Sure, email has styled text now and you can compose a message in Outlook using Word, but these wizzy tricks distract from the function of email–communicating the written word. There’s rarely any reason to style text in email and HTML mail has only been a boon for spammers and a distraction for users. One of the few useful enhancements is inline images which I do find useful.
The best email clients ever, Eudora and Mulberry (the BAT might qualify too, though I haven’t used it) have failed to keep up in OS level support. Thunderbird is OK, and pimped out with extensions to enable proper formatting, forwarding, text wrapping, etc. it is usable, though it still doesn’t handle frequent IMAP disconnections all that gracefully (it pains me to admit it, but only Outlook does this really well).

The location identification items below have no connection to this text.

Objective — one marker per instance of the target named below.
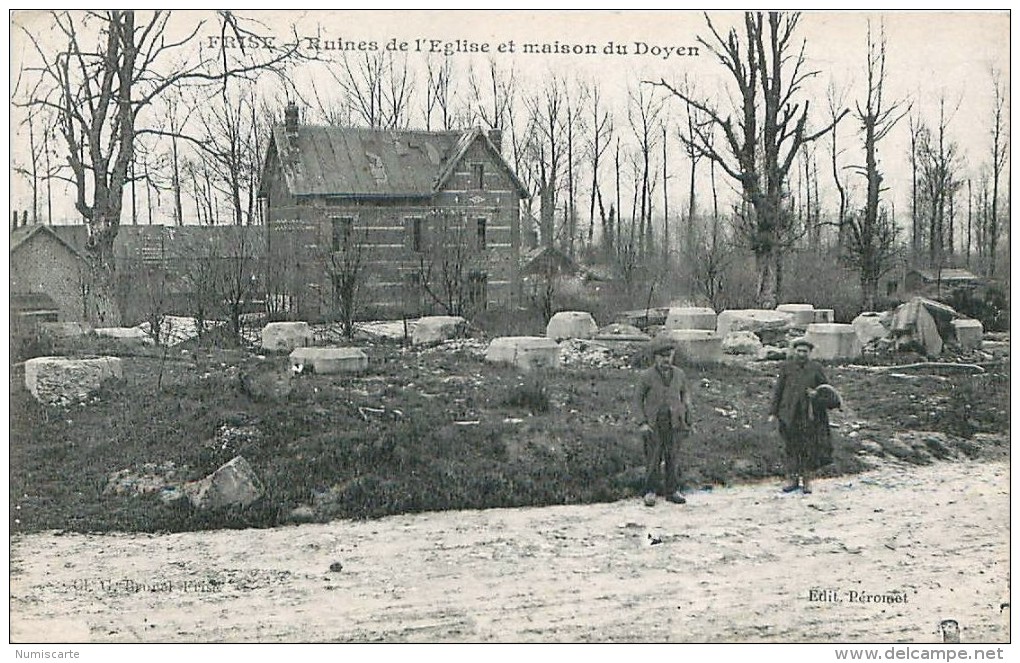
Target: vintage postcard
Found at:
(644, 326)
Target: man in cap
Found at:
(803, 422)
(663, 411)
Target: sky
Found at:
(931, 55)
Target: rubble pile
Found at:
(588, 354)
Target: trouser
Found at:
(662, 458)
(796, 452)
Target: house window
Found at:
(480, 233)
(415, 230)
(477, 289)
(343, 227)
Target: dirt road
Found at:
(736, 564)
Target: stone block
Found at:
(742, 343)
(63, 330)
(128, 337)
(802, 314)
(571, 324)
(437, 328)
(868, 326)
(266, 384)
(234, 483)
(969, 334)
(691, 317)
(833, 341)
(753, 319)
(524, 352)
(61, 380)
(694, 346)
(824, 315)
(286, 336)
(621, 332)
(329, 360)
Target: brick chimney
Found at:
(291, 118)
(496, 138)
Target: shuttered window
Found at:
(343, 226)
(414, 231)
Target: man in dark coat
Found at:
(663, 411)
(803, 413)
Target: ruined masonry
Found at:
(437, 328)
(59, 379)
(833, 341)
(695, 346)
(329, 360)
(691, 317)
(234, 483)
(286, 336)
(571, 324)
(526, 353)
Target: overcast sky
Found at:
(930, 55)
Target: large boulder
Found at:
(437, 328)
(63, 380)
(753, 319)
(694, 346)
(286, 336)
(524, 352)
(644, 318)
(742, 343)
(870, 326)
(265, 383)
(802, 314)
(691, 317)
(63, 330)
(968, 334)
(833, 341)
(571, 324)
(234, 483)
(328, 360)
(622, 333)
(824, 315)
(914, 325)
(130, 338)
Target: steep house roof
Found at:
(355, 162)
(947, 274)
(19, 236)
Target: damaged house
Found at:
(420, 222)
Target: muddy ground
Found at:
(740, 564)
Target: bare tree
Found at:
(1000, 157)
(346, 267)
(600, 139)
(547, 111)
(574, 99)
(938, 166)
(644, 112)
(765, 132)
(99, 90)
(439, 97)
(231, 129)
(835, 104)
(451, 264)
(871, 236)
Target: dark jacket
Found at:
(789, 399)
(654, 393)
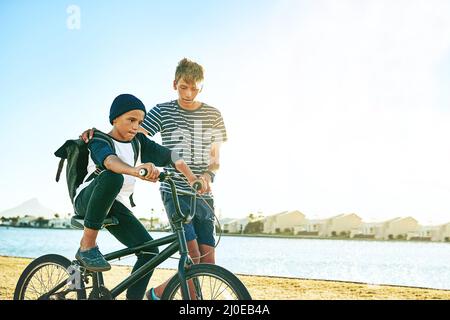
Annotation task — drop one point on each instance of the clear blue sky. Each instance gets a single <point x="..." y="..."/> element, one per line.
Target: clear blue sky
<point x="331" y="106"/>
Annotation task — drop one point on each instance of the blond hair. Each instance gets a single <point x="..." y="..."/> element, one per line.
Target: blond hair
<point x="189" y="71"/>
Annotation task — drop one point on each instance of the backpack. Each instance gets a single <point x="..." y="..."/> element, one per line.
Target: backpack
<point x="77" y="154"/>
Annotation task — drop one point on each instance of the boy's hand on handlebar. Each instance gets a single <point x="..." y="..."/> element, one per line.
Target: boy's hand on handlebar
<point x="87" y="135"/>
<point x="202" y="182"/>
<point x="152" y="172"/>
<point x="207" y="178"/>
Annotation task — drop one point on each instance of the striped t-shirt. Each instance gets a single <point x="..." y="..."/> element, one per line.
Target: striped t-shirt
<point x="189" y="134"/>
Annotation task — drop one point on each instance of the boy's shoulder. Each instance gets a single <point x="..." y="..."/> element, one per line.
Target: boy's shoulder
<point x="168" y="104"/>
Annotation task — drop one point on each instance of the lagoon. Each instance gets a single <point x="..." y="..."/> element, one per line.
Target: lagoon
<point x="416" y="264"/>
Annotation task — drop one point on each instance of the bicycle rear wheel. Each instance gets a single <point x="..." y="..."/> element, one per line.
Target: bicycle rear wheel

PIM functionality has actually gone backwards as the years have gone by. Calendar programs have always handled reminders and notifications and scheduled events fairly well. DateBook was great in 1990 and there’s very little useful that has been added since . In the mid-90’s Motorola shipped a great little PIM along with their TimePort phones called TrueSync Desktop. You could create an event in a time zone other than the one you were in. Wow. Amazing. The developers actually considered the possibility that you, the user, might have some business in a time zone other than the one you’re in. At the time, some people pointed to Outlook’s then “dual time zone” functionality as the be-all end-all. True, two time zones are better than one, but hardly a solution suitable for the whole of the US, let alone the world and the pixel heavy dual time zone stripe precluded anything more comprehensive. At the time, the official M$ work-around was to change your computer’s time zone to the time zone you wanted to create the event in, create the event, then change the time zone back. Brilliant.
Lightning (for Thunderbird) and Sunbird (stand alone) Calendar programs have finally incorporated some timezone functionality, you can at least set the starting and ending time zone of an event independently and differently from the time zone you’re in:
It is a start, but the time zone picker is still pretty much unusable:
This is a huge enhancement though, one I’ve been pushing for a long time:
https://bugzilla.mozilla.org/show_bug.cgi?id=224905
https://bugzilla.mozilla.org/show_bug.cgi?id=364750
https://bugzilla.mozilla.org/show_bug.cgi?id=364751
https://bugzilla.mozilla.org/show_bug.cgi?id=364751
The right answer is a simple pop-up menu with my favorite time zones in it. I can use the semi-infinite list of seemingly random city names as a geography quiz along with Wikipedia to figure out what my favorite time zones are as long as I don’t have to spend 10 minutes scrolling through them every time I’m trying to find America/New York for ET or America/Los Angeles for PT (or America/Dawson Creek for MST, no DST).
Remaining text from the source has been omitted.